No nos excusemos en una sutil persecución ideológica, ni en
la crítica feroz a la Iglesia por parte de aquellas corrientes hostiles a la fe
cristiana, o en el auge de otras formas de vivir la espiritualidad, según diversas
filosofías que hay detrás. Cuando Jesús pregunta a sus discípulos ¿quién dice
la gente que soy yo?, aquí está la clave. ¿Quién es hoy, para nosotros, Jesús?

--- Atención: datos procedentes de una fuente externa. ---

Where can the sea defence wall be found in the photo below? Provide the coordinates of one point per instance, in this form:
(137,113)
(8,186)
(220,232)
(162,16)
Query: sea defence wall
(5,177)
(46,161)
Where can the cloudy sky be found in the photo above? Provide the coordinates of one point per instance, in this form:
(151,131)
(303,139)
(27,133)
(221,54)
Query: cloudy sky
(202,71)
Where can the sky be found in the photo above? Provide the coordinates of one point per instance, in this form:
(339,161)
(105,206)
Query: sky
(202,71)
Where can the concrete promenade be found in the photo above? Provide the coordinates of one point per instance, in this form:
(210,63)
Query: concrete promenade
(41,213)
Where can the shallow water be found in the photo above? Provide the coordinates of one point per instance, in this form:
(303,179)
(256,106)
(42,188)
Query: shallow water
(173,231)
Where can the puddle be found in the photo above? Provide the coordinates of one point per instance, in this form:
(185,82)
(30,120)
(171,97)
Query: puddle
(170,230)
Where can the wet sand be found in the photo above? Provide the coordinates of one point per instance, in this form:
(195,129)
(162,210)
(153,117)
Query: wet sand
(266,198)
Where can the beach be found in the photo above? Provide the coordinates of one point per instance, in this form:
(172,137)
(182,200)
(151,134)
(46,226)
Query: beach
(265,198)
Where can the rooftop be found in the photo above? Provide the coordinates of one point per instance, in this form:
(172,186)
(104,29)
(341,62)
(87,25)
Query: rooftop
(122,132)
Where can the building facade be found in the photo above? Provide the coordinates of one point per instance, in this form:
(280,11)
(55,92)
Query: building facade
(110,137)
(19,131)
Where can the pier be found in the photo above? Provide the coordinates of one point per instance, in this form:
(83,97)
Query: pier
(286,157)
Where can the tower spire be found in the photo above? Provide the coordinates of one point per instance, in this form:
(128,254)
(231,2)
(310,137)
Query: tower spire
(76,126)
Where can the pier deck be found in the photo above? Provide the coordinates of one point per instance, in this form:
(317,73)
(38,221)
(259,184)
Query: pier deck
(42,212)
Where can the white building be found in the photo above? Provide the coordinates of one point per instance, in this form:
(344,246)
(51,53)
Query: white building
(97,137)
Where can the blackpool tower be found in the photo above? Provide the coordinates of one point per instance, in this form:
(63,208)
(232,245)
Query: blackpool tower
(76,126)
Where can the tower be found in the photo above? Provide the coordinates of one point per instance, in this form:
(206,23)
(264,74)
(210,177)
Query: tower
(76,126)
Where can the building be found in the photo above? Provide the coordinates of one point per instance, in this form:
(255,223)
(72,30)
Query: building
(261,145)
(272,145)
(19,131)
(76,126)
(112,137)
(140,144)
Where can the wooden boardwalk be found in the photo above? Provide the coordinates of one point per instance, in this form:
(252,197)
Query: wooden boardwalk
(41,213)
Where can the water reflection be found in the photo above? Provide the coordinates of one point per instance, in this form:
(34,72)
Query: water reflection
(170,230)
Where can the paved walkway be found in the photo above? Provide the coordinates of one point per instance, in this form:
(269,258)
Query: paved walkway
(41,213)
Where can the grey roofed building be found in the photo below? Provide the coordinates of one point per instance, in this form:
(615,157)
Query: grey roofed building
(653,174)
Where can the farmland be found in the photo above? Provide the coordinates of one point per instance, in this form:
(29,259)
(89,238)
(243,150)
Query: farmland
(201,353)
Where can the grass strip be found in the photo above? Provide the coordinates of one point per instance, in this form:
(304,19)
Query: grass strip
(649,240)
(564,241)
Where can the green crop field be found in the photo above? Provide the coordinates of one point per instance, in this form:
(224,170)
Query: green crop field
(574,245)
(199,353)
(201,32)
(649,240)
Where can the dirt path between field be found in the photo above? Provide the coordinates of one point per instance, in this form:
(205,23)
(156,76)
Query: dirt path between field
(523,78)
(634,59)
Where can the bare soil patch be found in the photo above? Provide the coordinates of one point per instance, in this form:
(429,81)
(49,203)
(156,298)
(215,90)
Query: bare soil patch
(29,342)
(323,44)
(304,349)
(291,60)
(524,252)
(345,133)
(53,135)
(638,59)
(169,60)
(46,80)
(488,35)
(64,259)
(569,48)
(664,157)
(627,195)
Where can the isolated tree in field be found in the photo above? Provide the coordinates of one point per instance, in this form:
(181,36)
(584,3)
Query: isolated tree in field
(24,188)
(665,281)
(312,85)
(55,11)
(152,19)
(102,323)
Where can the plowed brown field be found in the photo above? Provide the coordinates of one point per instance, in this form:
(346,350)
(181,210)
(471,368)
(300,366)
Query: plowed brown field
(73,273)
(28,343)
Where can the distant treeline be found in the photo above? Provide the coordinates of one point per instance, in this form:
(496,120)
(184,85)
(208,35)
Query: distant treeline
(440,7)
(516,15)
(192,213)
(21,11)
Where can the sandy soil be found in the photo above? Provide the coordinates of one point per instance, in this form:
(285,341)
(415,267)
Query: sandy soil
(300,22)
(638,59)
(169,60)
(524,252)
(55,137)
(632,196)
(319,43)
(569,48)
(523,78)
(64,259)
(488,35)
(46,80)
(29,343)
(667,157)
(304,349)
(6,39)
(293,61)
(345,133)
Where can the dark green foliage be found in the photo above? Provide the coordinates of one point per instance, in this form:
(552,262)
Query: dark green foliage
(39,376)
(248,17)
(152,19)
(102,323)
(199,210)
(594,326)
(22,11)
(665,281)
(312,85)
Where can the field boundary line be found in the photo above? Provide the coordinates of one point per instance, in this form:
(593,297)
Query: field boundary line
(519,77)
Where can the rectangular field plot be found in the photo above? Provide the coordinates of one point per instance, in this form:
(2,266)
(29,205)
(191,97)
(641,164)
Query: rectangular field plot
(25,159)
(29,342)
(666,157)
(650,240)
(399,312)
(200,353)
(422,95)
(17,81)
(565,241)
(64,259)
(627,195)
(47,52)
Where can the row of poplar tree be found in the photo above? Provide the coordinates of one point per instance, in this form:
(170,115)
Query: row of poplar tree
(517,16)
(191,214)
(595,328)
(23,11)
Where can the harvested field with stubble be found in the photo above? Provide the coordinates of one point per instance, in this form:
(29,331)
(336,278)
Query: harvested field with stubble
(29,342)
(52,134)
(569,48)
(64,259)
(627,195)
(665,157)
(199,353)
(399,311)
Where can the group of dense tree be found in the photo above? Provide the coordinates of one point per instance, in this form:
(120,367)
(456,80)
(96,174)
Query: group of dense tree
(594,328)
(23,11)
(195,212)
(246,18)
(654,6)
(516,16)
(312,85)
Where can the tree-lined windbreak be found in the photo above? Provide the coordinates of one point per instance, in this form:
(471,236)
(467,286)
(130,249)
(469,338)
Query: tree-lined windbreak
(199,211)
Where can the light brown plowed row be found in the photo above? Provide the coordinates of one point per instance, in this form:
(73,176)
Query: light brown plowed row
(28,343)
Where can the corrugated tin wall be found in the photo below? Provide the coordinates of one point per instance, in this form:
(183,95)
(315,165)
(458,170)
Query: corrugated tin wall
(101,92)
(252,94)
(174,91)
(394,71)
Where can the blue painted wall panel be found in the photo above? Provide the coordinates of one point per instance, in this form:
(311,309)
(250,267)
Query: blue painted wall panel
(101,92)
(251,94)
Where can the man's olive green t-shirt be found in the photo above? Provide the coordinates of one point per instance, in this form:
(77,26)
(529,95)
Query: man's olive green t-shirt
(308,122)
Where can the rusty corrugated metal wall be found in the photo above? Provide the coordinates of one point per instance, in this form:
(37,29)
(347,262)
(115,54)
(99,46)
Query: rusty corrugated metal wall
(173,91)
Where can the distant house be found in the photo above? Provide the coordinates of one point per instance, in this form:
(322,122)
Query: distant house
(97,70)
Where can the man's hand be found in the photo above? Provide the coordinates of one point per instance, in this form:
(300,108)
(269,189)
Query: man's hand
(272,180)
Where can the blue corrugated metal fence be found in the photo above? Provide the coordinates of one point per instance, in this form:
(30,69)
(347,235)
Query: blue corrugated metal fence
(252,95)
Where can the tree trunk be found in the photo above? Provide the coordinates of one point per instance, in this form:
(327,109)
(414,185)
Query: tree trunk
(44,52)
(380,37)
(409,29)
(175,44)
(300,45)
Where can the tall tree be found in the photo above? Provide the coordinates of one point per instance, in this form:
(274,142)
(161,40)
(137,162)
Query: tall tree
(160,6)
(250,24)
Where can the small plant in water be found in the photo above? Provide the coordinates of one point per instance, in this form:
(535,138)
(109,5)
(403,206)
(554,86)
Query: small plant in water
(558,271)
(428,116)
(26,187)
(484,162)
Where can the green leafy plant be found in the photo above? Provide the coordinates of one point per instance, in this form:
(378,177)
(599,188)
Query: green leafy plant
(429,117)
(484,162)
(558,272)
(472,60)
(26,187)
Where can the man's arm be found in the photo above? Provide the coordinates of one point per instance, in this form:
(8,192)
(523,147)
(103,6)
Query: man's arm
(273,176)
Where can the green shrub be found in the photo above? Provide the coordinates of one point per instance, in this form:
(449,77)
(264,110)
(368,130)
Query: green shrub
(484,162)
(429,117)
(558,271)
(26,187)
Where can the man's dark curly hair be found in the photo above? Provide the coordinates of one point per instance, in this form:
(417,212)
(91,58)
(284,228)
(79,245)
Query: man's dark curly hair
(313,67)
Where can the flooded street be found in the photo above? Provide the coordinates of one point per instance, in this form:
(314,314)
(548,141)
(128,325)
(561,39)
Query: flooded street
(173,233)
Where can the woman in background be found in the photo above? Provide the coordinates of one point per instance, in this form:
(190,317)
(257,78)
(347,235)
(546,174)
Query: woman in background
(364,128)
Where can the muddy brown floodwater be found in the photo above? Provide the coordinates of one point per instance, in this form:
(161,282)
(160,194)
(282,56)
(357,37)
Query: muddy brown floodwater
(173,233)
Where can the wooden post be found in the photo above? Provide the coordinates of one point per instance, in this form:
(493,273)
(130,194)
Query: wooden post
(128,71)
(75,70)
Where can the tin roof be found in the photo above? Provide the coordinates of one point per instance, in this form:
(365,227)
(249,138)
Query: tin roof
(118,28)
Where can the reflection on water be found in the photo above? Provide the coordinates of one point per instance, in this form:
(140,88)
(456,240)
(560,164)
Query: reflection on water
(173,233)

¿Es alguien capaz de hacernos vibrar, produciendo en nosotros una profunda
transformación? Jesús cambió radicalmente la vida de aquellos sencillos
galileos. ¿Qué les ocurrió, que el encuentro con Jesús los impactó de tal
manera? ¿Qué pasó en sus corazones, que lo dejaron todo e iniciaron una
aventura apasionante y desconocida para ellos, sin importarles el riesgo ni el
mañana? Fue una locura, que ocurre cuando uno queda atrapado por un amor
desbordante.
Si no nos volvemos a enamorar de Cristo no podremos
revitalizar la Iglesia. Ya estamos dentro de ella. ¿Qué nos pasa? No la
convirtamos en un ataúd, sino en una casa abierta, rebosante de vida. Para ello
hemos de abrir nuestro corazón y dejarnos interpelar por Jesús. Él ya está con
nosotros, jamás nos ha abandonado. ¿Hasta cuándo nosotros seguiremos alejados
de él, acomodados en una fe que se limita a cumplir preceptos y añorar tiempos
mejores? Creamos, de verdad, que está vivo y que nos llama, cada día.